Lina bit her lip. Then she looked at Tikus, who sat beside her, ears alert.

“You know every way, don’t you?” she asked.

That night, guided by Tikus, Lina crept through back lanes slick with rain, balancing a small backpack with candles, matches, and a note from Dr. Anna. Tikus sniffed ahead, pausing at blocked paths, turning left at the broken fountain, darting right behind the shuttered cinema. They crossed a wobbly plank over a rushing drain, Lina clutching Tikus’s collar like a lifeline.

At the clinic, Dr. Anna opened the door, surprised. “Lina? In this weather?”

“For Papa,” Lina said, breathless. “And… Tikus helped.”

Dr. Anna smiled. “Then we’d better send something back for your brave friend too.”

When they returned, the neighborhood was buzzing. People had formed a human chain to move supplies. Eddy lent his cart. Bell passed out hot tea. Even grumpy Mr. Lim offered dry towels.

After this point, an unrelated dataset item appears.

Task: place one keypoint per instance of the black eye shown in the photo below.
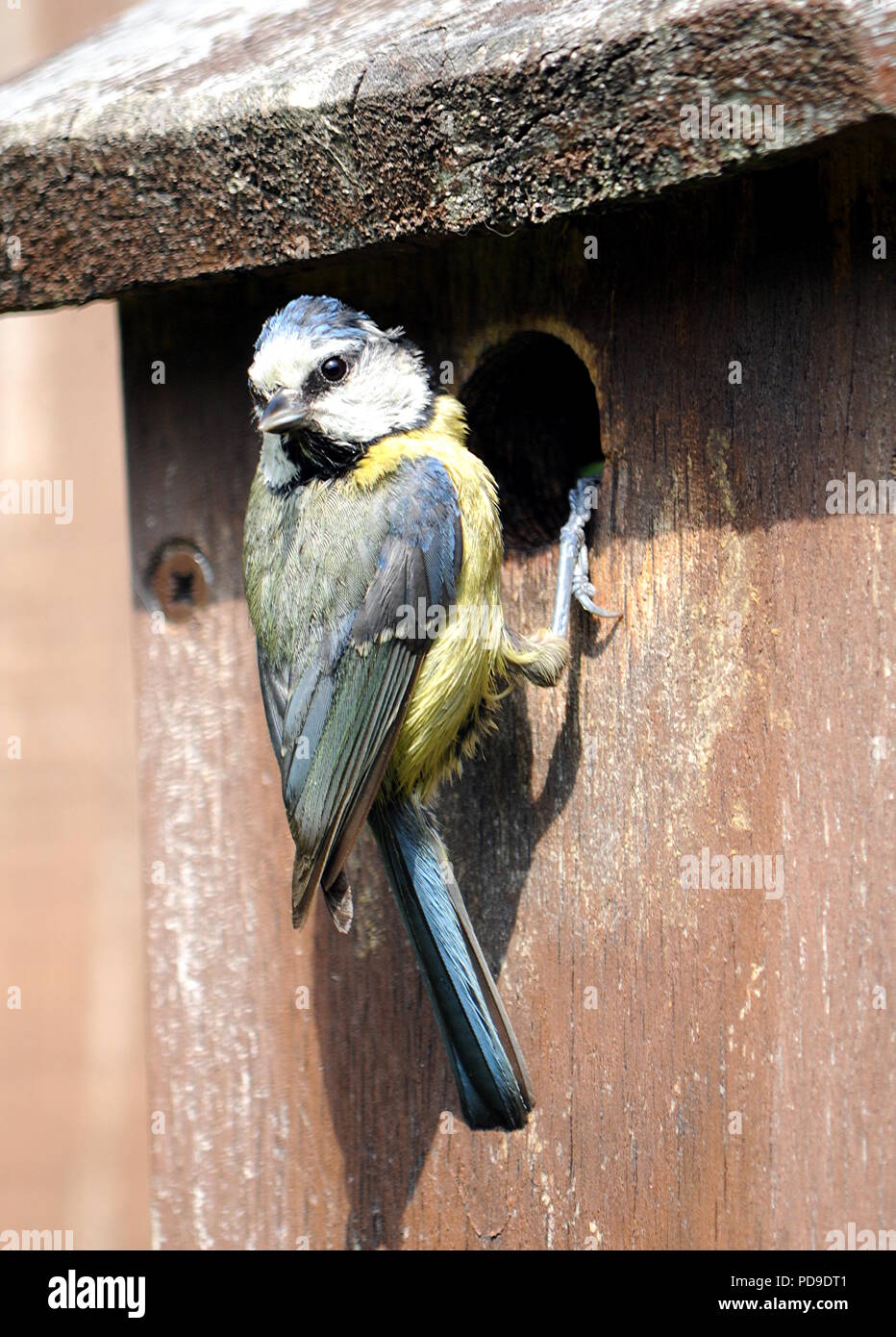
(334, 369)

Papa sipped ginger soup, color returning to his cheeks. “You did this?” he asked, looking at Lina.

She shook her head. “We all did. Even Tikus.”

Weeks later, the sun finally broke through. Steam rose from rooftops like invisible dragons stretching after a nap. The community held a small gathering in the square. Children laughed, flying kites shaped like fish and birds.

Lina sat on the steps, Tikus curled at her feet, now wearing a bright blue collar Emma had sewn with scraps of fabric.

“You’re not just a rain dog,” she whispered, scratching behind his good ear. “You’re our Pulau Tikus dog.”

And as the golden light spilled over the rooftops, painting the streets in warmth, Tikus lifted his nose to the sky – not in fear, but in greeting.

Because sometimes, after the hardest rains, something beautiful grows.